Following Ben-Gurion’s declaration and the British exit, the civil war became the full-blown 1948-49 Arab-Israeli War resulting in hundreds of thousands more Palestinian Arabs fleeing or being expelled from their homes, their towns and villages reduced to rubble. Then followed the fighting between Palestinian militants or fedayeen and the Israel Defence Forces in the 1950s and 1960s, followed by the 1967 six-day war, the Yom Kippur War, the first and second intifadas (Palestinian uprisings in the West Bank and Gaza), offensives and counteroffensives in Gaza and on and on and on.

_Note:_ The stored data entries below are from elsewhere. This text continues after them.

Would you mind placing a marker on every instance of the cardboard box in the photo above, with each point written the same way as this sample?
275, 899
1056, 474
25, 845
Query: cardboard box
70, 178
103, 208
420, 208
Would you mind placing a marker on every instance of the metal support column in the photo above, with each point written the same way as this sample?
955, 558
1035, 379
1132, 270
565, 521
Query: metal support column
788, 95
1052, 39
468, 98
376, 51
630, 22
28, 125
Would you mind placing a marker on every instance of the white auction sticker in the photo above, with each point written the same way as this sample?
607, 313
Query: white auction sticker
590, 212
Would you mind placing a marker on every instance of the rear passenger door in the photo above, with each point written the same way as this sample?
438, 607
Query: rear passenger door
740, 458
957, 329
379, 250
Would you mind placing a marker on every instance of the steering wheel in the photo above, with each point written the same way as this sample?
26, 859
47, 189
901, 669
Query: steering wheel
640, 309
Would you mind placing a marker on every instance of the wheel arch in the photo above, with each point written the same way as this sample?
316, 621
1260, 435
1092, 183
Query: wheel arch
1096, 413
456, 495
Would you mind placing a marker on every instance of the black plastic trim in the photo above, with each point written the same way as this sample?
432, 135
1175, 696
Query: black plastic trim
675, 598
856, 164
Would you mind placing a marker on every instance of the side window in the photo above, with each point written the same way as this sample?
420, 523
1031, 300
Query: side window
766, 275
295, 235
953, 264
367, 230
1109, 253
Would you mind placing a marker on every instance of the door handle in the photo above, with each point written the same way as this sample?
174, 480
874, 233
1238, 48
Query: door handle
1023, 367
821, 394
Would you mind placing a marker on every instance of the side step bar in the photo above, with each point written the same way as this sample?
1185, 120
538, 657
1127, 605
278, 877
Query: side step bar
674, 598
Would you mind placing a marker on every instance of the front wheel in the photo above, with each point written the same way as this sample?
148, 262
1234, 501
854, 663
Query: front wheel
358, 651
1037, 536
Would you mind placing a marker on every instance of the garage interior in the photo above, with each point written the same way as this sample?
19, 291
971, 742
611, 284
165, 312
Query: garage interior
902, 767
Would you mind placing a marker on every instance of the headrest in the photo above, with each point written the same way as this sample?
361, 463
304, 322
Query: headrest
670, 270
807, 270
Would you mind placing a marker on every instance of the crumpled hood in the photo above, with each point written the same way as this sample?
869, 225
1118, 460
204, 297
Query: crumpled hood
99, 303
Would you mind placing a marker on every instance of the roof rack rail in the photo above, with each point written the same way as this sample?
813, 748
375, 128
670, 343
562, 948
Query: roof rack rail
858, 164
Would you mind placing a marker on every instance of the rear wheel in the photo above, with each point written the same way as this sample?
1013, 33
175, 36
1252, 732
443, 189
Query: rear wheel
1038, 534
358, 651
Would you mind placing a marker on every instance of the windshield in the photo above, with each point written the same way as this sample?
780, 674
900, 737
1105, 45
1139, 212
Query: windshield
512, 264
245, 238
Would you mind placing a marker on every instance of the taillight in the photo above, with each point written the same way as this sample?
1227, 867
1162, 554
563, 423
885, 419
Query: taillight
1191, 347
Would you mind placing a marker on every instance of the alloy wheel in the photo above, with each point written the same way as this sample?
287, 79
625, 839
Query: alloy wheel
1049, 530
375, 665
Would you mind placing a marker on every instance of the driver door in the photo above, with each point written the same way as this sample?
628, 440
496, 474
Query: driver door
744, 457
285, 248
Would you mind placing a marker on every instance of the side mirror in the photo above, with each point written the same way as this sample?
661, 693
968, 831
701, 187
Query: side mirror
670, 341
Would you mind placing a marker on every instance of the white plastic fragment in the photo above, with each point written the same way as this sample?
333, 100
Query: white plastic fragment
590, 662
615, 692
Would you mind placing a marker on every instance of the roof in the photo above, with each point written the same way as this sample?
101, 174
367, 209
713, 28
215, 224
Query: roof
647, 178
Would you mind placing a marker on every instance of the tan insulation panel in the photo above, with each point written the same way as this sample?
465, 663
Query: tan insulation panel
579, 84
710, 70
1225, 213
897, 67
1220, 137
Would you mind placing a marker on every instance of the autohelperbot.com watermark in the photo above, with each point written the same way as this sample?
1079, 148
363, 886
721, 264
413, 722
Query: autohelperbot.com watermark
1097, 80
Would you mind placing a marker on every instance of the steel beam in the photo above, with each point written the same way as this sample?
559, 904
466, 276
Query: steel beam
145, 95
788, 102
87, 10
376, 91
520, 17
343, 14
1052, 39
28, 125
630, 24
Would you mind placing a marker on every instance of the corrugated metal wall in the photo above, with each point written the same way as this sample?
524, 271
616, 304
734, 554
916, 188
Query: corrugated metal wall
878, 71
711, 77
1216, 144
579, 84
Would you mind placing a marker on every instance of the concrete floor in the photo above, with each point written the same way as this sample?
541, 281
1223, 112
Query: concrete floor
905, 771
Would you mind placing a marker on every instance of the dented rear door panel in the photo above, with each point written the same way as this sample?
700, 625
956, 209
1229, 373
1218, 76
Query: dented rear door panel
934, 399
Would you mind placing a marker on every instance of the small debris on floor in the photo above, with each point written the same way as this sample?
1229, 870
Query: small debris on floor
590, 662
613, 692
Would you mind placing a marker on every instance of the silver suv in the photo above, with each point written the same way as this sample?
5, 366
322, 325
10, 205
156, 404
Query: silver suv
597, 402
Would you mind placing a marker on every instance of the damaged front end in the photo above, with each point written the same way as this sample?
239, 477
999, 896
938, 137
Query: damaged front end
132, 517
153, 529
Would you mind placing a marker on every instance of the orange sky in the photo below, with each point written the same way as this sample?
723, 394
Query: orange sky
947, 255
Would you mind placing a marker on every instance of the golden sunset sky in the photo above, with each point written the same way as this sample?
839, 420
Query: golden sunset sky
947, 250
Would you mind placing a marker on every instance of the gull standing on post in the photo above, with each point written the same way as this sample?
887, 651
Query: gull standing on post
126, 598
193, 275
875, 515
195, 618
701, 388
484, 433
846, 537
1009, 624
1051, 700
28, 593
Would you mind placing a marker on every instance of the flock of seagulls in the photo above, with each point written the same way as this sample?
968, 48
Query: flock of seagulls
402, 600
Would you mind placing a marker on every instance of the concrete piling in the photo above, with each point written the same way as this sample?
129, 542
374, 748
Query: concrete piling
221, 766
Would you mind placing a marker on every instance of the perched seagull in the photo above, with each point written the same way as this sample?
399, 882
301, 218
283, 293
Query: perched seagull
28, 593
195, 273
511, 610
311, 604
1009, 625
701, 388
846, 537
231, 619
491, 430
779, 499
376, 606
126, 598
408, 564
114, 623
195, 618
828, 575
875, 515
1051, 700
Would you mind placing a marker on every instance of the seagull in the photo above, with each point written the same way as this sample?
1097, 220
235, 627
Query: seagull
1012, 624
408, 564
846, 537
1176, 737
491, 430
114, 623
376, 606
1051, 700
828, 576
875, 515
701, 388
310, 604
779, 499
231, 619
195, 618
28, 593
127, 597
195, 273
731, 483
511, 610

One hundred years since the end of WWI and 70 years since the state of Israel was declared there remain millions of displaced Palestinian Arab refugees and the 1947 partition plan is barely recognisable in the current boundaries of the much reduced and blockaded Gaza Strip and the West Bank, which is now peppered with exclusive Jewish settlements. Jerusalem once mooted to become “corpus separatum”, then to be a shared capital between the Palestinian and Israeli states, is claimed in its entirety by Israel.

Is a two-state solution, based on Israel’s internationally recognised 1967 borders at all possible now? Perhaps, contingent on the Jewish settlements being reabsorbed into the Palestinian West Bank and Israel relinquishing its claim to the whole of Jerusalem.

Is a one-state solution conceivable? Maybe, conditional on the basis of Arab and Jewish citizens holding absolutely equal civil and political rights.

My wonderful father has been dead for 20 years. I rue my personalised combativeness with him. But my view of Britain’s role remains condemnatory.

A great deal of the blood shed in and over Palestine over the past century continues to stain British hands.

Margaret Wenham is a Courier-Mail columnist.